Being that Branson called Bower’s previous book a “foul” piece of work that offended him on every level, I can’t imagine this one is going to be any kinder. The earlier biography paints a very unflattering picture of the British billionaire, who Bower views as skilled in creating illusions that are at odds with reality.
The book will likely cause some real heartburn for the folks over at Virgin Galactic, Scaled Composites and the Mojave Air and Space Port by taking a closer look at what’s been happening with the project. None of the parties is likely to come off very well.
The book will be released on Monday, Jan. 27. Advanced copies are already in the hands of reviewers.

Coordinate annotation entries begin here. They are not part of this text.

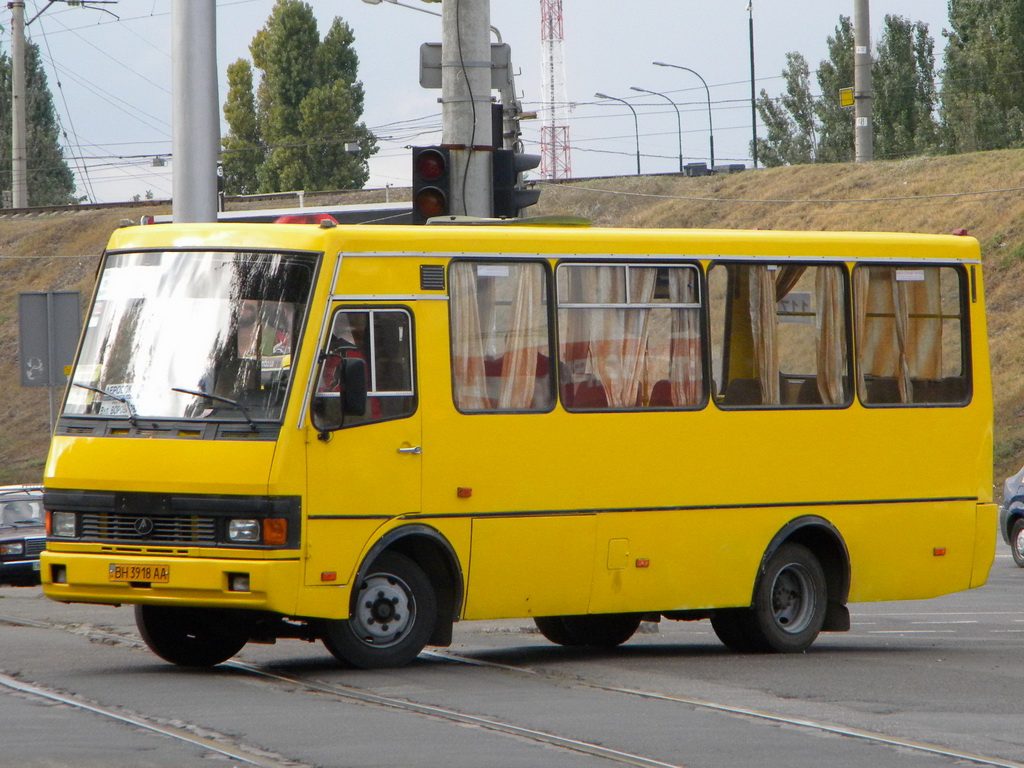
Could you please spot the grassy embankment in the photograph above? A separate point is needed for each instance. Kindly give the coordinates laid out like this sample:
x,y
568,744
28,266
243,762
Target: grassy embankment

In the meantime, here is some promotional copy from the publisher to give you all an idea of what’s about to break.
Have the triumphs of Richard Branson, one of the world’s most popular and most publicity-seeking businessmen, turned to dust over the last decade?
The image remains pristine: a charismatic high-school dropout turned billionaire, whose stratospheric rise and daring exploits have won him millions of enduring admirers and made him a model for aspiring entrepreneurs throughout the world.
But is this story still credible?
Over the last decade, has Branson matched the expectations perpetuated by Virgin’s relentless publicity machine? Or have we all been seduced by a brilliant showman?
In his most explosive book to date, Tom Bower, bestselling biographer of Simon Cowell, Bernie Ecclestone, Conrad Black and Robert Maxwell, dares to explore the reality of the Branson empire. In doing so, he unravels the gripping story of his recent activities – from the astonishing success of mobile phones to his troubled airlines and his long delayed plan to send multimillionaires into space – and asks whether he really remains Britain’s heroic buccaneer.